Trio masqué (avant l’heure donc) originaire de Manchester, Kong s’est rendu coupable, pour lancer sa carrière, d’un psychiatrique Snake magnet en 2009, chez les Anglais de Brew Records. Aujourd’hui, le génial label palois A Tant Rêver du Roi en assure la réédition et grand bien me fasse, moi qui ne connaissais pas le clan malgré mes nets penchants pour le son cinglé. La découverte m’en est offerte, je déterre donc neuf morceaux où noise, cris hystériques, basses grasses et guitare-silex, batterie affolée et chant à la David Yow en plus taré encore, un brin grungy, se fondent en un ensemble sacrément dérangé. Et loin d’être dérangeant pour celui qui, comme moi, affectionne les sorties de route et formats osés. Voix éraillée, errances sonores émaillent Leather penny, premier morceau qui déjà malmène notre santé mentale. Un uppercut saccadé, une trempe assénée par la batterie alors que basse et guitares ne pansent pas les plaies, occupées qu’elles sont à y verser du vitriol. Et, au delà de tout ça, un standard noise-grunge assez ébouriffant. Suivi d’un second plus « tempéré », Blood of a dove. D’obédience grunge, la chanson en question donnerait aisément du fil à retordre aux maîtres du genre. Son son sale, live et sans trop de polissage, servant l’intérêt d’un album sans courbettes de suceurs de quéquette.

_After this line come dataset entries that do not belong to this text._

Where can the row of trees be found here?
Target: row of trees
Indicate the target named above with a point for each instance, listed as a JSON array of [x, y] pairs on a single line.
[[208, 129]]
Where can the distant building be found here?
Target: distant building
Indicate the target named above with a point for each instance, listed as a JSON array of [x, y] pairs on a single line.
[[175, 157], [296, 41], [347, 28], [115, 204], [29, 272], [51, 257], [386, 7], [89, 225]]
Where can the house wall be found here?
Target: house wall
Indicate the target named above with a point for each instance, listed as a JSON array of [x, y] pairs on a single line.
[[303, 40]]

Nih poursuit le trajet, captivant car truffé de qualités sonores. C’est une belle brique, encore, entre chant fou et oscillations rythmiques démentes. On y greffe des riffs massifs, crus. Une fois de plus, Kong frappe fort. Je comprends et approuve, au tiers de l’opus, la décision d’ ATRDR dont on ne vantera jamais assez la « judiciosité » des actions. Pour ceux qui oseraient émettre un doute, rendez-vous ici; vous en avez pour des heures et des heures d’orgasme sonique. Dans cette perspective, Gwant administre une nouvelle taloche, parce qu’on n’est pas là pour rouler des galoches. Bondissant, haché et tranchant, hurlant, il ne fait pas non plus dans la dentelle et vient se joindre aux réussites alignées par Kong. Good graphics prend sa relève, son début annonce semble t-il une nouvelle échappée fulgurante. Son introduction s’étend, grésille, laisse la batterie pulser et pose, presque, des airs psyché. Des « gazouillis » faits de sons façon jeux vidéo s’incrustent. Le morceau n’implose pas; ça ne l’empêche pas de faire, comme le reste de ce Snake magnet, dans la folie porteuse et créatrice.

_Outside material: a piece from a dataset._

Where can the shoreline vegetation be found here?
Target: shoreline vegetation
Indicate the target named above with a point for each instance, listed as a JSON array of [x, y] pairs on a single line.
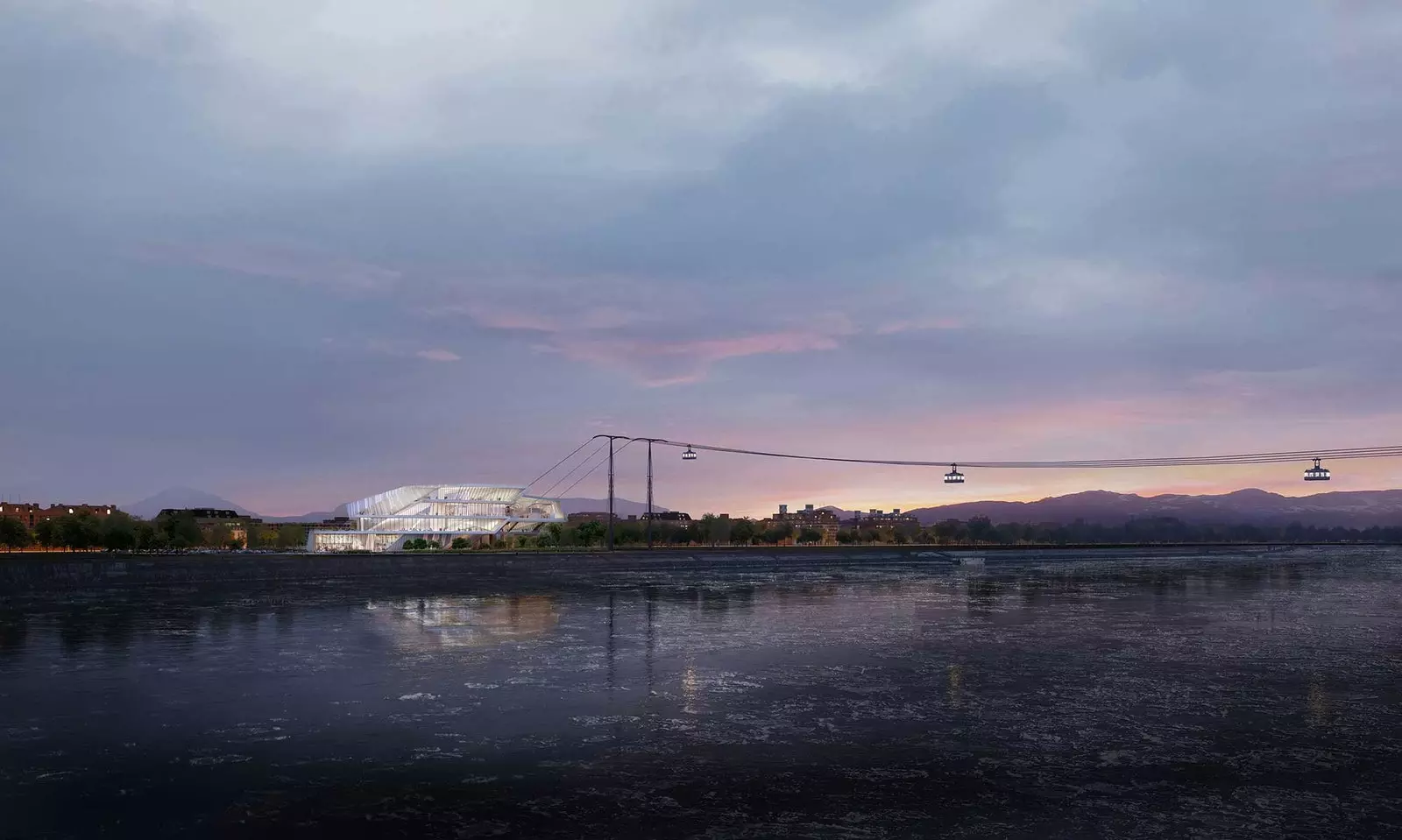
[[123, 533]]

Sport, un peu plus loin, marie groove (quelle basse!) et saccades, gronde vocalement et castagne avec ses tambours. On n’est jamais tranquille, sans cesse interpellé par une coffrée de sonorités impossibles à endiguer. Quand Wet your knives survient, on a même droit à des touches jazzy, assaillies par des vagues de folie façon No Means No. Tonitruant, Snake magnet bourrine avec intelligence, agresse en restant bruyant, certes, mais audible. A hint of rennit le montre bien, il rappellerait même Primus dans ses salves funky saignantes. Comme quoi, faire preuve de puissance, faire dans la dissonance ne gêne en rien l’ingéniosité du rendu. Kong est fort, forcené aussi: il excelle dans l’anormal. Il se permet, sur le finish, un pièce de plus de huit minutes, qu’il nomme Long. Sur son premier volet le final se répète, entêtant, psyché et céleste. Puis, débridé, il défouraille tout en demeurant répétitif. Ce faisant, il obsède et s’incruste dans la psyché de l’auditeur.
C’en est alors fini, on rompt, on plie devant la force de frappe pensée des mancuniens. Leur Snake magnet, pour un premier jet, en impose de bout en bout et parvient à allier inventivité, démence décisive et rudesse presque dansante, pour une issue capable de damer le pion à n’importe quel concurrent potentiel.